My guess is that he did not crack this one...

Re: Great password
 

So true. Great job markem!

Re: Great password
 

It's just a joke.
Hey Mark, that formula doesn't seem to take into account that after each guess the pool of guesses gets smaller, thereby increasing your chance of a lucky guess each time. Not that it would matter on a 52 character password.
-(P

Re: Great password
 

Mark's answer is very thorough but proper names and whole words making up the password often shortens the time the algorithm requires quite a bit. As stated, the 24,000/second might be way off too. Most average PCs now have 2-4 cores and entry level servers have 2 sockets with 8-10 cores (16-20 CPUs). All of this significantly shortens the time required.

My :2

Re: Great password
 

Okay, students, we've looked at the brute force method, not let's look at a slight improvement on that approach.

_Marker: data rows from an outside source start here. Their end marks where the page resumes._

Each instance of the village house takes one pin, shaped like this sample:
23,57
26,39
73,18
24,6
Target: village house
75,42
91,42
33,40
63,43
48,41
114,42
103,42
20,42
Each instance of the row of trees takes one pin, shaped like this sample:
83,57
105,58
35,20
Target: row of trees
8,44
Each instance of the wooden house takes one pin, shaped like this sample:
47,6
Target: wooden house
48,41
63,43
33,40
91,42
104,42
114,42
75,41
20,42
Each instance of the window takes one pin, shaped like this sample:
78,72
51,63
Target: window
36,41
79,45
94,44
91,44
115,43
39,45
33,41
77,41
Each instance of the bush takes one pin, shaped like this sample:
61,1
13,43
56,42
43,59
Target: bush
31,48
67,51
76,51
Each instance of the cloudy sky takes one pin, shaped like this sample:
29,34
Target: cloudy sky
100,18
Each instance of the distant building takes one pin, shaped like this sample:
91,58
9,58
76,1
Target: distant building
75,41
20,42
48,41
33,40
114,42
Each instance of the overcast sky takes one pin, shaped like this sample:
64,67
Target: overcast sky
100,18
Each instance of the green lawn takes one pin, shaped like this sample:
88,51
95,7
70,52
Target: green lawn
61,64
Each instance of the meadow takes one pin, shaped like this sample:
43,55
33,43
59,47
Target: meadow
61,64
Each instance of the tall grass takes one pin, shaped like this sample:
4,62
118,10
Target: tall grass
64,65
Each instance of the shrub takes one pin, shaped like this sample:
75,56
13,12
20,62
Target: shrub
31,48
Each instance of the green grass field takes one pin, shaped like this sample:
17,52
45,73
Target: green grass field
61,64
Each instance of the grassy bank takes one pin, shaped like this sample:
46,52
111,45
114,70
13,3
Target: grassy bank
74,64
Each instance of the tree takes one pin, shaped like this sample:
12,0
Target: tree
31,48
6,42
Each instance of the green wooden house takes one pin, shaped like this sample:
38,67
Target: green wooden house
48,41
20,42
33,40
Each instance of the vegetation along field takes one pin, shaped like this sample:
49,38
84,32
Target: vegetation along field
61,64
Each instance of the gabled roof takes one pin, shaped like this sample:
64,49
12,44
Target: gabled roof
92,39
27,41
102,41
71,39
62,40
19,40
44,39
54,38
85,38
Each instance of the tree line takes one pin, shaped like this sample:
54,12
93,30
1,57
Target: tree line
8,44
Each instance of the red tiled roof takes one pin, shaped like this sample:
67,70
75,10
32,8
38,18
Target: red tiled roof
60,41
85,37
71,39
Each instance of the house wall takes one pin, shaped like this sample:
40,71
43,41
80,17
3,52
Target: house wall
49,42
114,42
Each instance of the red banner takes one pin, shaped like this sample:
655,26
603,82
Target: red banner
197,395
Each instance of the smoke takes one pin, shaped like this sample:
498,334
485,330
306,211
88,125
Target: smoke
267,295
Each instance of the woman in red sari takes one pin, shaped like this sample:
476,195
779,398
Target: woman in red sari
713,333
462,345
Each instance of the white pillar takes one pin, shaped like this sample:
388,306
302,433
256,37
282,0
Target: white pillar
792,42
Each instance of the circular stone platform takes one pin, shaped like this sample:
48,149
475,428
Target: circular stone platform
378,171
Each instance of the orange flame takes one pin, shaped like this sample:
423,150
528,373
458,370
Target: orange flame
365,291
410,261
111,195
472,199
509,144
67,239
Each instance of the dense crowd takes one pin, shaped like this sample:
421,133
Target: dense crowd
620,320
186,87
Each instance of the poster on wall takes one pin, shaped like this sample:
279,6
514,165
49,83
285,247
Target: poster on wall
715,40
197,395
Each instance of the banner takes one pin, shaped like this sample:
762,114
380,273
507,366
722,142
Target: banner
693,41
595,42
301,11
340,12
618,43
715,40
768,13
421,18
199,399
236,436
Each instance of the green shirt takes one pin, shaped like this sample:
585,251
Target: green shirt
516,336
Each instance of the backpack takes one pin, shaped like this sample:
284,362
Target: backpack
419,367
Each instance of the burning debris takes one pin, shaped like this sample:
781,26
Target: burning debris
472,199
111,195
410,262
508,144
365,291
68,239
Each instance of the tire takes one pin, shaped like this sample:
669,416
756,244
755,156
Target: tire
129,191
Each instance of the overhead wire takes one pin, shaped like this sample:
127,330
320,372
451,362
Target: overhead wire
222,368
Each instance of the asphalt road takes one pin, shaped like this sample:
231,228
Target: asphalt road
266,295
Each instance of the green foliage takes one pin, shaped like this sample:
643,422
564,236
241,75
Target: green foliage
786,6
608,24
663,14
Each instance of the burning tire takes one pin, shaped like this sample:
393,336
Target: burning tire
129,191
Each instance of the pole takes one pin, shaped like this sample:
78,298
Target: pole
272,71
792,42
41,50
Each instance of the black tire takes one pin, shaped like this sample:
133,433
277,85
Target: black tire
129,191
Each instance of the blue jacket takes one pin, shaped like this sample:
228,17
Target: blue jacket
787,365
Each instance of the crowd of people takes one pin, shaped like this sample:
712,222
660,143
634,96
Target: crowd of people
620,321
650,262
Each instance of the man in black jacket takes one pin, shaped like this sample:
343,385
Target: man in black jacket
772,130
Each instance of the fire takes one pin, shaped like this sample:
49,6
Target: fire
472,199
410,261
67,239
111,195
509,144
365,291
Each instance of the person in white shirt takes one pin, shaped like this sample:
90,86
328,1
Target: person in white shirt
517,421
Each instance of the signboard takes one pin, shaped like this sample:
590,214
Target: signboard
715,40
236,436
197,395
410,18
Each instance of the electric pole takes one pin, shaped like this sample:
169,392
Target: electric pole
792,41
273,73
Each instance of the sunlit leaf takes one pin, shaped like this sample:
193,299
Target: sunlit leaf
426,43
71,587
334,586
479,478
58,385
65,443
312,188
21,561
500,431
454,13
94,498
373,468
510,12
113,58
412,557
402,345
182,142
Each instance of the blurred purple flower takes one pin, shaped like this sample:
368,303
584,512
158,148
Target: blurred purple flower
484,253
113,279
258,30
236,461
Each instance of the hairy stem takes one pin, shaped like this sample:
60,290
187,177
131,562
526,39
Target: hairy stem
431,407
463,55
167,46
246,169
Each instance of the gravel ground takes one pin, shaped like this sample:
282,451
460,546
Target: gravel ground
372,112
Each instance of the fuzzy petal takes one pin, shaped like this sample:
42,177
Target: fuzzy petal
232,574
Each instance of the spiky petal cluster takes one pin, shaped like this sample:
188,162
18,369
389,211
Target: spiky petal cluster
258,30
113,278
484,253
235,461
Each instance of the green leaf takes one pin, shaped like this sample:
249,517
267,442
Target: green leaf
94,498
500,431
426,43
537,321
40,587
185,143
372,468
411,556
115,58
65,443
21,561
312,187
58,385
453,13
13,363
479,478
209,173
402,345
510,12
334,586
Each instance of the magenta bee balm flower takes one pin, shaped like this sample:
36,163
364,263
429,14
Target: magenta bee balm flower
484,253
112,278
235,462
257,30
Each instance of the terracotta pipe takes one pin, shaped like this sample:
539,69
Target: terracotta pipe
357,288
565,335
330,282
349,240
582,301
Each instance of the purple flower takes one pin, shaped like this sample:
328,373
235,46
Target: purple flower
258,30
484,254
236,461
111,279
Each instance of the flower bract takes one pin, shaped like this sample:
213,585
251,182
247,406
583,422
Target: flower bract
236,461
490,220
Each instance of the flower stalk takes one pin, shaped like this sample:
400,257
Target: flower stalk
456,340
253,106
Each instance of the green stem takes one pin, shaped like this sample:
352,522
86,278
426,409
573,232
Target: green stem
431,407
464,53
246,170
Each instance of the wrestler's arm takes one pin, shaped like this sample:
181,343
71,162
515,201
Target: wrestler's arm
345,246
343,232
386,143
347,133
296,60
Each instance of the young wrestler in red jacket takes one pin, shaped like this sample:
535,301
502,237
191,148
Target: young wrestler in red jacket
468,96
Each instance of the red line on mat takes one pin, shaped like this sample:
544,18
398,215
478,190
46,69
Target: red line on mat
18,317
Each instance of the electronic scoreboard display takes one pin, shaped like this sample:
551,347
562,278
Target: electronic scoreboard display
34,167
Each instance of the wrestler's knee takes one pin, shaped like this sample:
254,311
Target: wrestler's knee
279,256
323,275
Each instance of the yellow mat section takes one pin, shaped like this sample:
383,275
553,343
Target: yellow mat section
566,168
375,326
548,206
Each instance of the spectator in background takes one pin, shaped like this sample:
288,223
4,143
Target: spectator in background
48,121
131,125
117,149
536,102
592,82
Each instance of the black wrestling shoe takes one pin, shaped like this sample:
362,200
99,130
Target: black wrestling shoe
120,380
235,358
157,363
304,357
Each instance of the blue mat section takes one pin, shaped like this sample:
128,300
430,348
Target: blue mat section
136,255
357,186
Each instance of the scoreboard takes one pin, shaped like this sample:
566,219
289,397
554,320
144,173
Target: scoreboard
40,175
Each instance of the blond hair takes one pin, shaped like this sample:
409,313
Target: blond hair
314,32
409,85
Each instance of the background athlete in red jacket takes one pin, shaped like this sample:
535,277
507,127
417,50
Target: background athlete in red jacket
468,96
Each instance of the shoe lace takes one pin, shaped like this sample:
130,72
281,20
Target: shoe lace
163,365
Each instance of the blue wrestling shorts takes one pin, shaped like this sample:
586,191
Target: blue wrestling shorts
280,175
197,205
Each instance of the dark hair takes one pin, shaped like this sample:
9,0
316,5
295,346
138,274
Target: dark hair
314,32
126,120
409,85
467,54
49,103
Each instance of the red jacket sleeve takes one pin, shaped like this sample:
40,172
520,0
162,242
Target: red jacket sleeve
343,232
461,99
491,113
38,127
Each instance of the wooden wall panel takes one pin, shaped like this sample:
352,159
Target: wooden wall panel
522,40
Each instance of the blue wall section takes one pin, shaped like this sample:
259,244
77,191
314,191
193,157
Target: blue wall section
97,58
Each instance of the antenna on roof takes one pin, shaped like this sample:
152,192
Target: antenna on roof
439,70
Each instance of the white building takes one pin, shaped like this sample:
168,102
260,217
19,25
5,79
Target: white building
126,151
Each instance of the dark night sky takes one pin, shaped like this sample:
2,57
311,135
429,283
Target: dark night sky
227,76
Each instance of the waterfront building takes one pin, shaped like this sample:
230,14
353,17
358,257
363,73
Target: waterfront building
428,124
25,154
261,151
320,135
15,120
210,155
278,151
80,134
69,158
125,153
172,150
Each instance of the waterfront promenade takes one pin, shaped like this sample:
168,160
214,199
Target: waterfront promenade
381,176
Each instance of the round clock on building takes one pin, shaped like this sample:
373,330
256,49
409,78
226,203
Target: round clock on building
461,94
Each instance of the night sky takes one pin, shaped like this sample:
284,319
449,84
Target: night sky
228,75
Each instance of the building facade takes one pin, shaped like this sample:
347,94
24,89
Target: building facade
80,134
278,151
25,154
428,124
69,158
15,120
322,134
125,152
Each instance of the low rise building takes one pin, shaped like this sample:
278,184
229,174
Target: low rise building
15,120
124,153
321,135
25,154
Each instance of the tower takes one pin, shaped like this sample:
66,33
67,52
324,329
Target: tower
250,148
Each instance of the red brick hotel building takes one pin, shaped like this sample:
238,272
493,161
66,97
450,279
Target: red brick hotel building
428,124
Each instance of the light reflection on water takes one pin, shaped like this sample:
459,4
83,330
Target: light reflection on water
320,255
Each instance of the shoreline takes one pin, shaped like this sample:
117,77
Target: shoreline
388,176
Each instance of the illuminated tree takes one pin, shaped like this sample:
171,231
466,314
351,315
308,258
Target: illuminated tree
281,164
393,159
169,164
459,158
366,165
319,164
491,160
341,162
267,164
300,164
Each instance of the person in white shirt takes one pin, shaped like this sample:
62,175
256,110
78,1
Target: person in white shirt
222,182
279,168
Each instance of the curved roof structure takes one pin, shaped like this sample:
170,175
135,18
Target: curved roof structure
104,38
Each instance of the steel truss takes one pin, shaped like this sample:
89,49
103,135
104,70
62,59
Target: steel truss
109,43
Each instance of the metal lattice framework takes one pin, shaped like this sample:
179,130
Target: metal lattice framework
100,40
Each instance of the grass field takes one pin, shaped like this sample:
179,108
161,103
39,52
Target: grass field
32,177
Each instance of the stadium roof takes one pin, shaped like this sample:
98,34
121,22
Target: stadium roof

The English language has 1,025,110 words, more or less. This means that for Anderson's formula, the value of 'N' just got really small.

Anderson’s Formula P>=TG/N
P – Probability of guessing a password
T – Time
G – No. of guesses in a time period
N – No. of possible passwords

So going back to our example of the likelihood of cracking a password in less that a year, we have:


P >= (3.1536*10**7)*50000)/(52**50) // old calculation with very large denominator

P >= (3.1536*10**7)*50000)/(1025110**9) // new calculation with very small denominator

P>= 1.54*10**(-3) which is 1.54%

This looks ominous because by making a very small change to the search algorithm, the chances of cracking the password with no other information than that the password consists of English language words leaves us with a dramatic increase in the probability to break the password. If we know that the password is a list of names (people and place) then it comes down far faster. We can easily approach 100% chance of success just by learning a bit more about the person we wish to crack. One trivial modification is to only check words with the first letter capitalized, which changes (1025110**9) to ~(505022**9).

For example, here is a list of towns that I have lived in since I was 21 as a password:

ButteSaltLakeCityRedmondKentBellevueBeaverton

Heck, I could also toss in a zip code or two. However, a local sysadmin, who may have access to my resume in the HR database, would know to make these place names a priority (along with names of references, relatives, etc).